The shift towards digital video is being driven by people spending more and more time watching video on screens of all sizes, including connected TVs and smartphones. With teens preferring social and streaming video over TV, the trend is expected to continue to favor digital, according to Paul Verna, principal analyst at Insider Intelligence.
Netflix and YouTube are currently the two leaders when it comes to digital video audience attention, with US adults tuning in for an average of about 33 minutes daily on each platform. However, TikTok is quickly becoming a key driver, with the average time spent on the app daily by US adults rising sharply, according to Insider Intelligence.
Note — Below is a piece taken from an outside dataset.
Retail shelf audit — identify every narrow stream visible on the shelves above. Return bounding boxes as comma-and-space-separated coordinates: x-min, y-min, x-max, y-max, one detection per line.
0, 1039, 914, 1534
Over the past five years, the rise of streaming services has caused major Hollywood studios to pull programming budgets from broadcast and cable channels and invest in their own streaming services. However, sports and news channels have remained profitable and have continued to generate strong cash flows from their linear businesses. Cable channels such as TNT, Syfy, and Comedy Central have reduced their budgets for everything from staffing to marketing, focusing their efforts on streaming. Channels like ESPN and Fox News have benefited from their ability to generate strong cash flows from their linear businesses.
However, there are early warning signs that the growth of news and sports channels is ending. For years, these channels have used rising carriage fees and advertising growth to offset cord-cutting. But with cord-cutting only growing and a tough ad environment, times may be changing. Last quarter, Fox Corp. saw its cable affiliate revenue decline on a yearly basis for the first time. Disney also saw a decline in U.S. cable revenue.
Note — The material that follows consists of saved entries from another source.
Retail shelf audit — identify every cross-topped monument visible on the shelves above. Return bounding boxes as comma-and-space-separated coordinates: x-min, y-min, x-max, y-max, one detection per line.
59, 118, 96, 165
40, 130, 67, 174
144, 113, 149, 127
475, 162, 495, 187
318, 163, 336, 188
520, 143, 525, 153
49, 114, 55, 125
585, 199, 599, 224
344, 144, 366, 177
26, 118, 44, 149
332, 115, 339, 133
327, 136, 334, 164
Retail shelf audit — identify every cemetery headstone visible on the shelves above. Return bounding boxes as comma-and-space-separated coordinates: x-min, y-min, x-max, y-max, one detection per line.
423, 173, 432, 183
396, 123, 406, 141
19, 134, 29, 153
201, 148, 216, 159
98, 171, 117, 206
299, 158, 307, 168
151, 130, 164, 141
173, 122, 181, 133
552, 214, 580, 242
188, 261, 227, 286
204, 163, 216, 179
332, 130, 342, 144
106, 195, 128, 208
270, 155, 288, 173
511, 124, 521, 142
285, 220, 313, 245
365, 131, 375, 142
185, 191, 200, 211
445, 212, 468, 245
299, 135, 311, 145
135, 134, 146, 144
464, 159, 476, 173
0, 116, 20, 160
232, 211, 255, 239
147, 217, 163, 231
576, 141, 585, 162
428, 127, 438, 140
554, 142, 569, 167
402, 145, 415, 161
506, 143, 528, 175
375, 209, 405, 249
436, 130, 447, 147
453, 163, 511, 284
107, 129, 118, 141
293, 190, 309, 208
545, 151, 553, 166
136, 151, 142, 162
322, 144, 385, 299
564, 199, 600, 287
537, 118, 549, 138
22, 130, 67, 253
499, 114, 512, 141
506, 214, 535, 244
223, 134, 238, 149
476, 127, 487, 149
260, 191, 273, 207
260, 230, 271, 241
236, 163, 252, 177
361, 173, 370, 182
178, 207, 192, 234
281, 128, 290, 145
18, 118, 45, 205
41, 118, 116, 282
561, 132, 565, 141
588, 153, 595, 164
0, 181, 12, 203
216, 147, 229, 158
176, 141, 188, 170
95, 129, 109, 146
Executives in the sports world are beginning to grapple with the skyrocketing cost of sports rights, with similar implications. ESPN is going through challenging times due to the changing landscape of linear programming. Companies are pivoting streaming services to focus on profitability, making the fate of linear TV more uncertain. The linear business is in crisis, and the need to control costs is more urgent. In the end, streaming is inevitable, and while it isn’t all doom and gloom, the challenges will only grow starker.
“TikTok versus Netflix will be a major trend to watch this year,” said Insider Intelligence principal analyst Jasmine Enberg. “The lines between social and entertainment have blurred, and TikTok is now coming for the bigger-screen video players.”
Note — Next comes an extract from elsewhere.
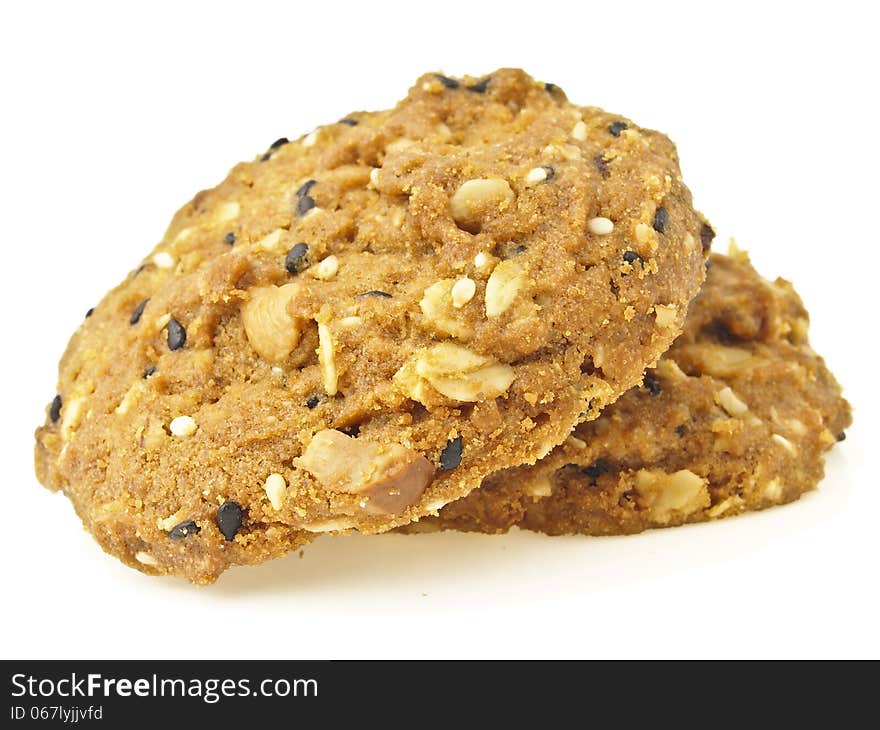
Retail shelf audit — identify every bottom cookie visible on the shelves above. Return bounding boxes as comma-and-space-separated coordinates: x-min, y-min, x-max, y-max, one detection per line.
410, 250, 851, 536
While Twitter is not primarily a video platform, overall time spent on the platform by US adults is expected to drop this year and next year as its user base declines. “The problem is that Twitter’s efforts to encourage more original videos, from Vine to Fleets, have so far been unsuccessful,” said Enberg. “Twitter owner Elon Musk’s attempts to bring more video to the app, including potentially incentivizing YouTube creators to post to Twitter, will be futile at improving time spent among all US adults unless he also manages to stave off a user decline.”
The rise of digital video is also being fueled by the availability of live sporting events on video streaming platforms and the popularity of shared video clips on apps. The shift away from traditional TV is expected to continue, with more and more people opting to consume video content on digital platforms.